Diz a sabedoria hindu que 'engano pior não há do que o autoengano' e que 'a pressa na formação de ideias e tomada de decisão pavimenta meio caminho para o erro e para a injustiça'. No mundo ocidental, sobretudo atualmente, onde pessoas são desconsideradas e descartadas ao ritmo dos cliques de redes sociais, é bem provável que, para alguns, essas expressões hindus soem sem relevância. O que é que se há de fazer? Sinais dos tempos, opções individuais. Seja como for, elas (as expressões hindus) têm significado valorativo que vai além da esfera da 'sociabilidade privada', e podem se constituir também em parâmetro para apreciação da ação na 'esfera pública'. Dito isto, neste momento pós-eleitoral, logo é de se lembrar de algumas avaliações que estão a circular a respeito dos resultados do pleito. Exercitam o autoengano e induzem a erros de análise, tendo em vista cenários futuros. Reproduzo aí abaixo a avaliação do Carlos Melo, em relação à qual tenho alguns reparos, mas que, de modo geral, não se nivela às perspectivas que se perdem no erro do autoengano.
Por Carlos Melo
(Cientista político e professor do Insper)
O resultado
das eleições municipais encerra um ciclo da política nacional em que o PT foi
protagonista. Na capital paulista, este ciclo se iniciou em 1988, com Luiza
Erundina; no Brasil, em 1989, com a disputa entre Collor e Lula. De lá até este
início de outubro — para o bem e para o mal, despertando paixões a favor e
contra — o PT se manteve no centro da cena política. Esse protagonismo acabou.
Responsabilizado
– e responsável — pela brutal crise econômica dos últimos anos, autor de
inúmeros erros na condução administrativa e implicado até a medula com a
Operação Lava Jato – embora não seja o único –, o PT se dilacera vendo o patrimônio
político descer acelerado a ladeira da desgraça. Agrava o quadro o fato de não
ter construído liderança alternativa a Lula — à exceção poderia ser Fernando
Haddad, chegasse ele ao menos ao segundo turno da eleição paulistana.
Ninguém saberá
dizer qual será seu futuro — nem mesmo os petistas, atordoados e destituídos de
largos espaços institucionais; a máquina e até mesmo as bases diminuíram
drasticamente. Uma volta às origens é improvável – o discurso moral já não lhe
é permitido; além disso, o país mudou e os movimentos sociais não são os
mesmos. Pela esquerda, a ameaça é o PSOL; ao centro, não há alternativa. A vida
será dura e a porta dos fundos será a saída mais rápida para muitos quadros.
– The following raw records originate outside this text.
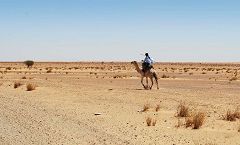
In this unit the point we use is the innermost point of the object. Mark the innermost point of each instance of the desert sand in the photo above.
(90, 103)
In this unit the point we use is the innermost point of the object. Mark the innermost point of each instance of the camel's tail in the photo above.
(156, 78)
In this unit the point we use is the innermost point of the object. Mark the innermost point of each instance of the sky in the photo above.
(120, 30)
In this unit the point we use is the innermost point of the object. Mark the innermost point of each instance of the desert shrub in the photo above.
(195, 121)
(188, 122)
(164, 76)
(24, 77)
(157, 108)
(198, 120)
(146, 107)
(154, 122)
(232, 115)
(183, 110)
(29, 63)
(16, 85)
(49, 71)
(30, 87)
(233, 78)
(179, 123)
(151, 122)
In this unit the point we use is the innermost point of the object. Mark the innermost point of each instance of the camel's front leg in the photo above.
(151, 82)
(147, 82)
(142, 83)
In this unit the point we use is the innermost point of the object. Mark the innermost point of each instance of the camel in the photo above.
(148, 74)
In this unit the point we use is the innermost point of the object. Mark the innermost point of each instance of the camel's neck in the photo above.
(137, 68)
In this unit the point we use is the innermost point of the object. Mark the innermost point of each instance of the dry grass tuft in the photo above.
(154, 122)
(164, 76)
(49, 71)
(24, 77)
(195, 121)
(16, 85)
(188, 122)
(198, 120)
(157, 108)
(183, 110)
(30, 87)
(232, 116)
(146, 107)
(179, 123)
(233, 79)
(151, 122)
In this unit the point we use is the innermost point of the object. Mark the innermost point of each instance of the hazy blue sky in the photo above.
(75, 30)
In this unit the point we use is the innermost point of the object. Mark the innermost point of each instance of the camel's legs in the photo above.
(157, 83)
(147, 81)
(151, 82)
(142, 83)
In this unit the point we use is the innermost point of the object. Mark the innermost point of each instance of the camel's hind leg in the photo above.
(142, 83)
(151, 82)
(147, 82)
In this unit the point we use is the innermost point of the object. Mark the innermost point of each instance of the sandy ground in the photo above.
(62, 108)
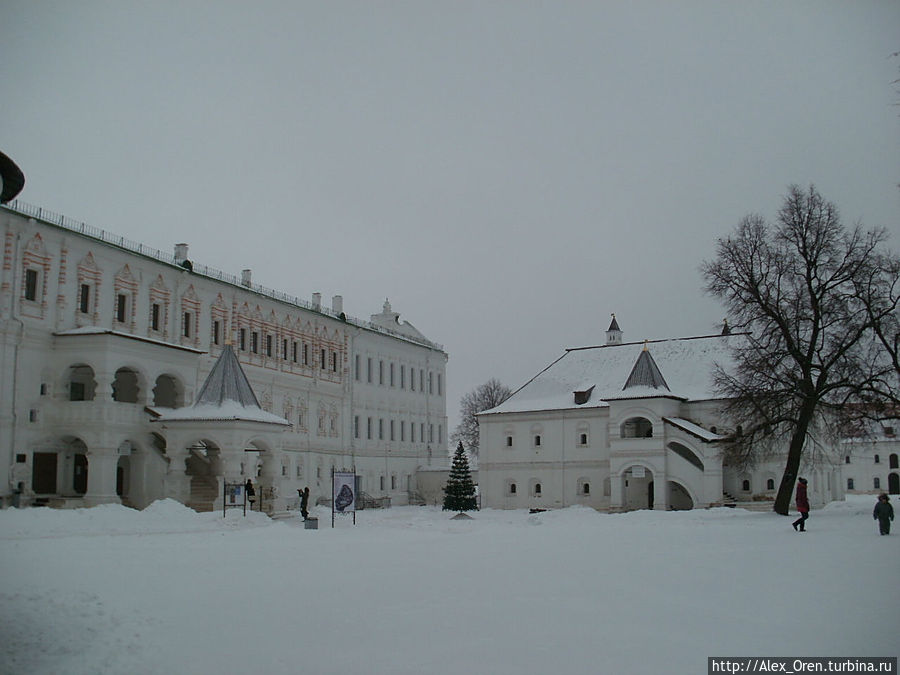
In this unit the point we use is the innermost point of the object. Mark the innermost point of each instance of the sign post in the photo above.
(343, 493)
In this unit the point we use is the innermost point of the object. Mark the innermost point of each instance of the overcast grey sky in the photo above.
(507, 173)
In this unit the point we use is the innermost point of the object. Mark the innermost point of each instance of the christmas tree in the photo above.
(459, 494)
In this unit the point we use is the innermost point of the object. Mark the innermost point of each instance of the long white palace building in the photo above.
(637, 425)
(105, 345)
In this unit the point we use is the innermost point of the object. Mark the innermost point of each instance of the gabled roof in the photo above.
(226, 395)
(646, 373)
(680, 368)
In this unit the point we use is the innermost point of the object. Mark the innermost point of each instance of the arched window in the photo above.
(637, 427)
(125, 386)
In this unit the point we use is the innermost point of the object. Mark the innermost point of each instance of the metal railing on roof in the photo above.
(60, 220)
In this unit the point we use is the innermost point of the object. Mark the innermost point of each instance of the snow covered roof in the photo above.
(694, 429)
(226, 395)
(683, 367)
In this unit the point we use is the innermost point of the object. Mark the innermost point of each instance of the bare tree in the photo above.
(484, 397)
(793, 287)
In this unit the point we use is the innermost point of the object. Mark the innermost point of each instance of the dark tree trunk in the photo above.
(792, 466)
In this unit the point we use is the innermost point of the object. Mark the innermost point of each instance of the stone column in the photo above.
(660, 492)
(177, 482)
(616, 495)
(102, 463)
(227, 468)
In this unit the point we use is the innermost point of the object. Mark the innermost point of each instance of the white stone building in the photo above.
(626, 426)
(871, 465)
(103, 339)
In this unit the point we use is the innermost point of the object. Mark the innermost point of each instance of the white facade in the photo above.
(101, 337)
(625, 426)
(872, 465)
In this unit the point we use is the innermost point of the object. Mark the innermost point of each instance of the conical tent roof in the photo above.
(226, 395)
(227, 382)
(646, 373)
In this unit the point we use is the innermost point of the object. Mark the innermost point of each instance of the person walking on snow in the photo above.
(883, 513)
(802, 506)
(304, 502)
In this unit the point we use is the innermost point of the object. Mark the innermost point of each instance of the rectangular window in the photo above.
(84, 299)
(121, 308)
(31, 285)
(76, 391)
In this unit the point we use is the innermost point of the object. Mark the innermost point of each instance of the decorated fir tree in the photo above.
(459, 494)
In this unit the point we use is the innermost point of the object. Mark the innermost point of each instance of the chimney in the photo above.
(613, 333)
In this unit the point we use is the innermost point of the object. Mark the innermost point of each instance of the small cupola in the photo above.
(613, 333)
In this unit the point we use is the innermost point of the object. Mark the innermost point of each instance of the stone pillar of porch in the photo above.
(616, 497)
(271, 478)
(227, 469)
(178, 483)
(660, 493)
(102, 464)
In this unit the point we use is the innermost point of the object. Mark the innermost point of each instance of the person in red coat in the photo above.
(802, 506)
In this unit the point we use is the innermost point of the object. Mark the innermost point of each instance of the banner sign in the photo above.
(344, 492)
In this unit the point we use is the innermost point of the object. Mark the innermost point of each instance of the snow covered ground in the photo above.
(407, 590)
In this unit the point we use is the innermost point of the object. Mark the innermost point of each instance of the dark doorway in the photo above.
(43, 475)
(79, 479)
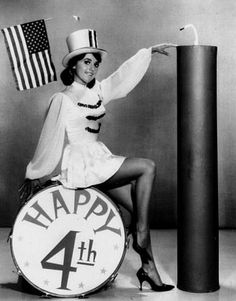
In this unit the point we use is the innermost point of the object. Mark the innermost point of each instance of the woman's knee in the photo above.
(149, 167)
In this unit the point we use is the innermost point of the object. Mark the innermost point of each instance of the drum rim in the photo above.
(20, 273)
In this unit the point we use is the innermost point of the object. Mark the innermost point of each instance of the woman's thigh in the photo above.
(121, 196)
(130, 170)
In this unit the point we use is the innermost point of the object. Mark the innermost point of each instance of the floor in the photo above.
(125, 286)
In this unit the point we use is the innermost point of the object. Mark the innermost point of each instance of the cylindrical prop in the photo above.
(198, 245)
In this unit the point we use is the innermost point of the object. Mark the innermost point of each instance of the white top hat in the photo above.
(82, 41)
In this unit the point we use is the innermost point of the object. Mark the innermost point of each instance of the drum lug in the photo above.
(45, 296)
(127, 243)
(18, 272)
(82, 296)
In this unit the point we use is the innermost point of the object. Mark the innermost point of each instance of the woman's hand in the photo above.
(28, 189)
(161, 48)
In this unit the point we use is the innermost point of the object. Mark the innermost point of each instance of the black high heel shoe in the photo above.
(145, 256)
(143, 276)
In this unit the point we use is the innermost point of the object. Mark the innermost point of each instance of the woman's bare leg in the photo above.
(140, 172)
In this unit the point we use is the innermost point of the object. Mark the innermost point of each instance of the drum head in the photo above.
(68, 242)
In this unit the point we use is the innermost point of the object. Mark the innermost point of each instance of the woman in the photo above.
(75, 116)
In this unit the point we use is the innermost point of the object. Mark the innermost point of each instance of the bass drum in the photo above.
(68, 243)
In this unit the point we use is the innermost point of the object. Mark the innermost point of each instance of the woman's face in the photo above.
(86, 69)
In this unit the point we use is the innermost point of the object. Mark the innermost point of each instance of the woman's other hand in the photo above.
(161, 48)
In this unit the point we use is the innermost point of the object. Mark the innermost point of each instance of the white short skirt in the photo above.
(88, 164)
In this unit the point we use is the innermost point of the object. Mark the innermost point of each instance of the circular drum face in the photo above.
(68, 242)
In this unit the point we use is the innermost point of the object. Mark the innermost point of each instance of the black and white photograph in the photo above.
(118, 150)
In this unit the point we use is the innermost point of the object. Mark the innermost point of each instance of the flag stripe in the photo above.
(20, 59)
(27, 58)
(37, 68)
(31, 62)
(16, 59)
(20, 39)
(29, 53)
(48, 72)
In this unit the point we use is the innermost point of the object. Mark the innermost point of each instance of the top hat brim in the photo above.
(76, 52)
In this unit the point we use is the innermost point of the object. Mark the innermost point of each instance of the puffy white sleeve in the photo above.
(49, 149)
(126, 77)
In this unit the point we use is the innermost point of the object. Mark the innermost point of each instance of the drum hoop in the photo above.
(19, 271)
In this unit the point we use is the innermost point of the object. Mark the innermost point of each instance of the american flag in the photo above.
(29, 52)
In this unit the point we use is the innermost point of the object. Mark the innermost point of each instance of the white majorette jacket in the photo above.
(72, 125)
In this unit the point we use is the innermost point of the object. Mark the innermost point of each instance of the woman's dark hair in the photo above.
(67, 75)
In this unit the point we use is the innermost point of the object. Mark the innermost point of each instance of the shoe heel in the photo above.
(140, 279)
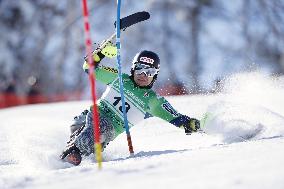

Restará torcer pelo caos econômico e a inviabilidade do governo Temer? O
partido se esfarelou.
Já no PMDB, os
números são vigorosos. A legenda tornou a conquistar uma quantidade de
prefeituras superior ao milhar — de cidades minúsculas às grandes, mas nada
excepcional como Rio de Janeiro ou São Paulo. Como máquina eleitoral — para
eleger deputados e senadores – continua exuberante; como alternativa de poder
permanece sem nome capaz capitalizar o patrimônio. Michel Temer é uma incógnita
e Eduardo Paes – uma de suas apostas – está entre os grandes derrotados. Novidades,
como Paulo Hartung (ES), ainda são pouco conhecidas.
PMDB, PSD e
PSDB somados numa coligação imaginariamente possível ultrapassam os 2.000
municípios. Mais uma vez: como máquina, são magníficos os números, mas falta
nome que aglutine. No curto prazo, o PMDB continua um conjunto contraditório:
uma federação de interesses regionais dispersos e difusos, sem unidade. Os
demais aliados não se diferem muito. Com a derrocada do PT, a base governista
saiu vitoriosa, mas não necessariamente o governo; as partes não formam um
todo: contradições e disputas internas dificultam a conciliação de interesses.
Também as
expectativas geradas pela eleição municipal foram às alturas, como a
expectativa do próprio governo Temer aprovar medidas estruturais e retomar o
desenvolvimento econômico. Mas, a partir de janeiro de 2017, os novos prefeitos
– aliados, inclusive – baterão às portas do Planalto atrás de recursos que não
existem. Será difícil cumprir as promessas de 2016. A reversão desse tipo de
expectativa é pior do que começar de baixo, esperando pouco. Como sparing, o PT fará falta.
Durante a
campanha, não houve atenção e cuidados para a complicada situação fiscal.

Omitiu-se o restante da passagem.